Mover mercancías es esencial para la economía global, pero el impacto climático varía según el medio utilizado. Según la Agencia Internacional de Energía (IEA) y el análisis técnico de The Geography of Transport Systems:
- Transporte aéreo: 602 g CO₂/t-km.
- Carretera: 62 g CO₂/t-km.
- Ferrocarril: 22 g CO₂/t-km.
- Marítimo: 8 g CO₂/t-km.
Transportar una tonelada por avión puede generar 75 veces más emisiones que hacerlo por barco en la misma distancia. Incluso frente al transporte por carretera, el avión emite unas diez veces más.
Razones del alto impacto aéreo
El transporte aéreo requiere enormes cantidades de energía:
- Un avión de carga de fuselaje ancho necesita hasta 130 MW de potencia para despegar, equivalente al consumo de más de 100.000 hogares promedio.
- El combustible principal es el queroseno, derivado de fósiles.
- Alternativas como los combustibles sostenibles de aviación (SAF), el hidrógeno verde o la electrificación representan menos del 1% del consumo global.
La OCDE estima que, aunque el transporte aéreo representa menos del 1% de la actividad mundial de carga medida en toneladas-kilómetro, es el modo con mayor intensidad de carbono.
El transporte marítimo: el más eficiente
Más del 80% del comercio mundial se mueve por mar. Aunque los barcos son grandes emisores en términos absolutos, su intensidad de carbono por unidad transportada es la más baja.
- Un portacontenedores puede llevar entre 200.000 y 240.000 toneladas en un solo viaje transoceánico.
- En 2024, las emisiones globales del transporte marítimo alcanzaron 973 millones de toneladas de CO₂, principalmente por portacontenedores y graneleros.

El ferrocarril y la carretera
- El transporte ferroviario representa el 6% de las toneladas-kilómetro globales, pero apenas el 1% de las emisiones del sector.
- El transporte por carretera emite diez veces menos que el aéreo, pero concentra el 65% de las emisiones globales debido a su uso masivo.
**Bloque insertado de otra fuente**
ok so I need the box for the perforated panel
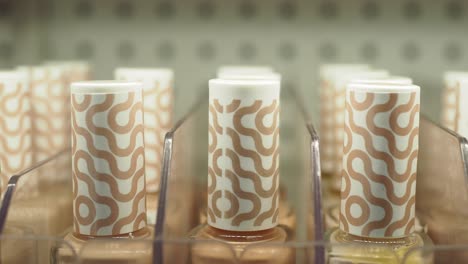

- La última milla urbana representa el 20% de las emisiones del transporte de mercancías, pese a cubrir solo el 3% de la actividad.
Factores logísticos más allá de las emisiones
La elección del modo de transporte depende también de:
- Tiempo de entrega: productos perecederos o urgentes suelen viajar en avión.
- Costo: el marítimo y ferroviario son más económicos para grandes volúmenes.
- Infraestructura disponible: puertos, vías férreas y carreteras condicionan las decisiones.
- Tipo de mercancía: materias primas e industriales se mueven por barco o tren; electrónicos de alto valor, por avión.
El transporte aéreo es el medio más contaminante por tonelada-kilómetro, mientras que el marítimo es el más eficiente.
La descarbonización logística exige reducir la dependencia del avión, mejorar la eficiencia del transporte por carretera y potenciar alternativas como el ferrocarril y los combustibles sostenibles.